I am working on a data migration project using PySpark and I realized that my initial SparkSession configuration doesn't have enough shuffle partitions for the large join operation I am performing. I already created the session at the start of my notebook, but I want to change specific settings like spark.sql.shuffle.partitions and spark.executor.memory mid-script. Is it possible to modify these configurations without stopping and restarting the entire SparkSession, and what is the exact syntax to ensure the changes take effect?
3 answers
You can absolutely change many Spark SQL configurations dynamically using the spark.conf.set() method. For example, to update your shuffle partitions, you would simply use spark.conf.set("spark.sql.shuffle.partitions", "500"). This is a very common practice when you have different stages in your pipeline that require different levels of parallelism. However, it is important to note that not all configurations can be changed after the session has started. Settings related to infrastructure, such as spark.executor.memory or spark.driver.memory, are strictly "static" and must be defined when the SparkSession is first initialized or via the spark-submit flags.
If you need to check the current value before changing it, you can use spark.conf.get("config.name").
Are you running this in a shared environment like Databricks or a local Jupyter Notebook? I ask because some cluster-wide configurations might be locked by the administrator, and even if your code runs without an error, the actual execution might ignore your manual overrides in favor of the cluster's default Spark configuration.

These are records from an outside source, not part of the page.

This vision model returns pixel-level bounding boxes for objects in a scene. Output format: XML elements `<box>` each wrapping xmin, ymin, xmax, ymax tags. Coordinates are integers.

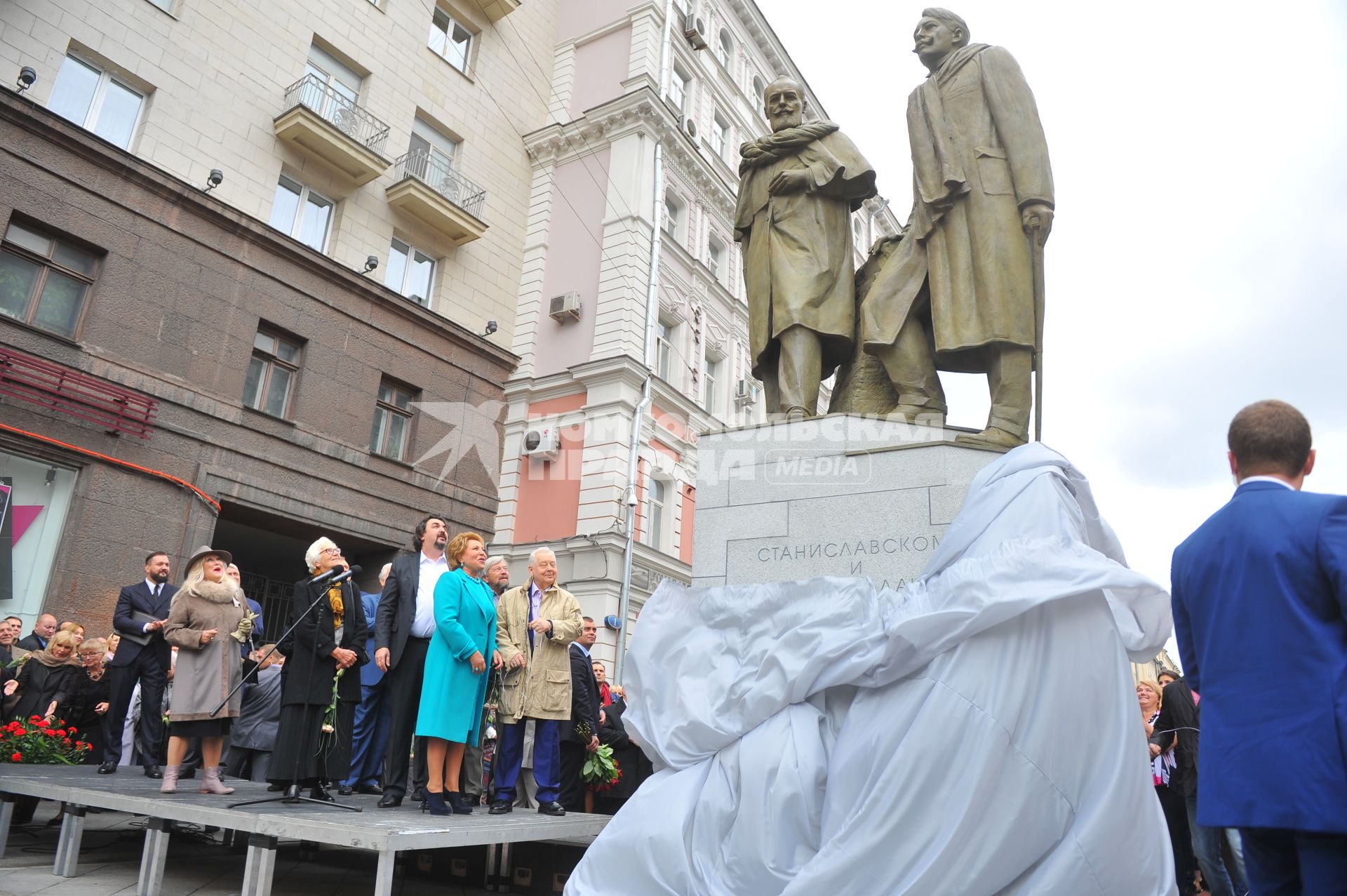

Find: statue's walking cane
<box><xmin>1029</xmin><ymin>222</ymin><xmax>1044</xmax><ymax>442</ymax></box>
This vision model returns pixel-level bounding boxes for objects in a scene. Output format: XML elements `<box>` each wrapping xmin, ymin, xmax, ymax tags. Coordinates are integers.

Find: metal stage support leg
<box><xmin>241</xmin><ymin>834</ymin><xmax>276</xmax><ymax>896</ymax></box>
<box><xmin>136</xmin><ymin>818</ymin><xmax>173</xmax><ymax>896</ymax></box>
<box><xmin>51</xmin><ymin>803</ymin><xmax>85</xmax><ymax>877</ymax></box>
<box><xmin>375</xmin><ymin>849</ymin><xmax>397</xmax><ymax>896</ymax></box>
<box><xmin>0</xmin><ymin>794</ymin><xmax>15</xmax><ymax>858</ymax></box>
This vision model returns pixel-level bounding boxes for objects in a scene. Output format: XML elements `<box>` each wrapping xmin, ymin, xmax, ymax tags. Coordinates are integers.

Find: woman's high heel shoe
<box><xmin>445</xmin><ymin>791</ymin><xmax>473</xmax><ymax>815</ymax></box>
<box><xmin>422</xmin><ymin>788</ymin><xmax>450</xmax><ymax>815</ymax></box>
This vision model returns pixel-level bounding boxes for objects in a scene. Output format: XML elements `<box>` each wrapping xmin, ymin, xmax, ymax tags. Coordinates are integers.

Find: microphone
<box><xmin>328</xmin><ymin>566</ymin><xmax>360</xmax><ymax>584</ymax></box>
<box><xmin>309</xmin><ymin>566</ymin><xmax>342</xmax><ymax>584</ymax></box>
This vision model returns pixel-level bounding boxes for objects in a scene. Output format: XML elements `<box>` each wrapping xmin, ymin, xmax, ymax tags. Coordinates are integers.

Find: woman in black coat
<box><xmin>267</xmin><ymin>537</ymin><xmax>369</xmax><ymax>802</ymax></box>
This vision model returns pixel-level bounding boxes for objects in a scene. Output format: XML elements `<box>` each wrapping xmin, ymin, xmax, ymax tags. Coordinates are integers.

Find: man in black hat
<box><xmin>98</xmin><ymin>551</ymin><xmax>177</xmax><ymax>777</ymax></box>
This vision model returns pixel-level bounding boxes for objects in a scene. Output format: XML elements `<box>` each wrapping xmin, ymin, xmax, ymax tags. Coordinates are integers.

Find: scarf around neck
<box><xmin>739</xmin><ymin>120</ymin><xmax>838</xmax><ymax>178</ymax></box>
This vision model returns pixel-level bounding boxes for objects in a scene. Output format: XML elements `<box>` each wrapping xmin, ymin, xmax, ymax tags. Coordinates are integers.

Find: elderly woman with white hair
<box><xmin>267</xmin><ymin>537</ymin><xmax>369</xmax><ymax>802</ymax></box>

For dynamic SQL settings, use spark.conf.set(). If you need to change core resource settings, you unfortunately have to stop the session with spark.stop() and create a new one.
Jennifer is spot on. I’ve spent hours debugging why my memory settings weren't changing, only to realize they were static. To Charles's point: the 'Environment' tab in the Spark UI often reflects startup values; check the 'SQL' tab for specific query execution details to see if your shuffle partitions actually changed.
Robert, I am currently using a standalone cluster setup. I tried using the set method you mentioned, but I'm not seeing any change in the Spark UI's 'Environment' tab. Does the UI only show the initial startup configurations, or should it update in real-time as I call the configuration set method in my PySpark code?